The Comedy Theatre opened for business in 1884 across Peter Street from the Theatre Royal and St. George's House, the YMCA.  The architect was Alfred Derbyshire, a pupil of Richard Lane, the man who designed the nearby Friend's Meeting House.  Derbyshire had an interest in amateur dramatics and through that he met Alexander Calvert who commissioned him to enlarge and equip the Princes Theatre on Oxford Street.  This led to an oportunity to redecorate the Lyceum in London for Henry Irving.  Derbyshire collaborated with Irving on the development of a safety plan for theatre design.  This included the addition of an asbestos curtain to isolate the stage from the auditorium.  He incorporated some of these ideas in the design of the Comedy Theatre. 

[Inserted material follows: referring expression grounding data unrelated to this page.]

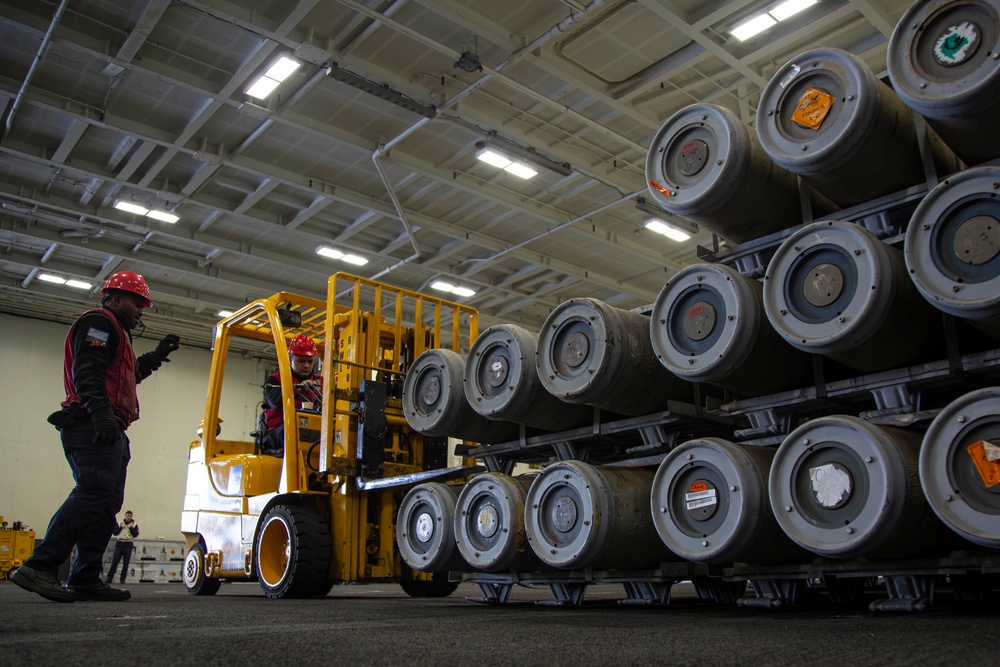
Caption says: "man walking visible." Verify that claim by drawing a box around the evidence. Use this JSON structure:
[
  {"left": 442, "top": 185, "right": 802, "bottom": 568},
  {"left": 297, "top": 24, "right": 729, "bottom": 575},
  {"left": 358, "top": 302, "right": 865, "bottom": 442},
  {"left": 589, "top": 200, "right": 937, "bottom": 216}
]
[{"left": 12, "top": 271, "right": 180, "bottom": 602}]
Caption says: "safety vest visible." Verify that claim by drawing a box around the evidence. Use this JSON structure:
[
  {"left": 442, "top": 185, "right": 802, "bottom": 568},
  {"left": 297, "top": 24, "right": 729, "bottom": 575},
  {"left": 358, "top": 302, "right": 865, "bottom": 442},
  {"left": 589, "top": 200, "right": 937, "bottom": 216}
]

Cecil Stewart, in "The Stones of Manchester", says this about the Comedy Theatre: "This building is almost opposite the Free Trade Hall, both in its siting and character.  There is no pompous Renaissance dignity about it.  There is impudence."  Initially the theatre had a capacity of 2,500. It had a proscenium arch stage that was 27' deep and 31' 6" and 25' to the top of the proscenium.  It had an orchestra pit.



a.  The Comedy/Gaiety Theatre
b.  The Friend's Meeting House
c.  Central Library
d.  Midland Hotel
e.  St George's House YMCA
f.  Theatre Royal
g.  The Free Trade Hall - gutted by WII bombing


In 1908 the theatre was sold to Annie Horniman.  Horniman was a theatre patron whose interest in repertory and acquaintence with Yeats led to her build the famous Abbey Theatre in Dublin in 1904.  She bought the Comedy Theatre for £25,000, and commissioned Frank Matcham to redesign it.  It reopened in 1912 as the Gaiety Theatre with a reduced capacity of 1,300.  The Gaiety operated as a live theatre until 1922.  Later it became a cinema.  The Theatre was demolished in 1959.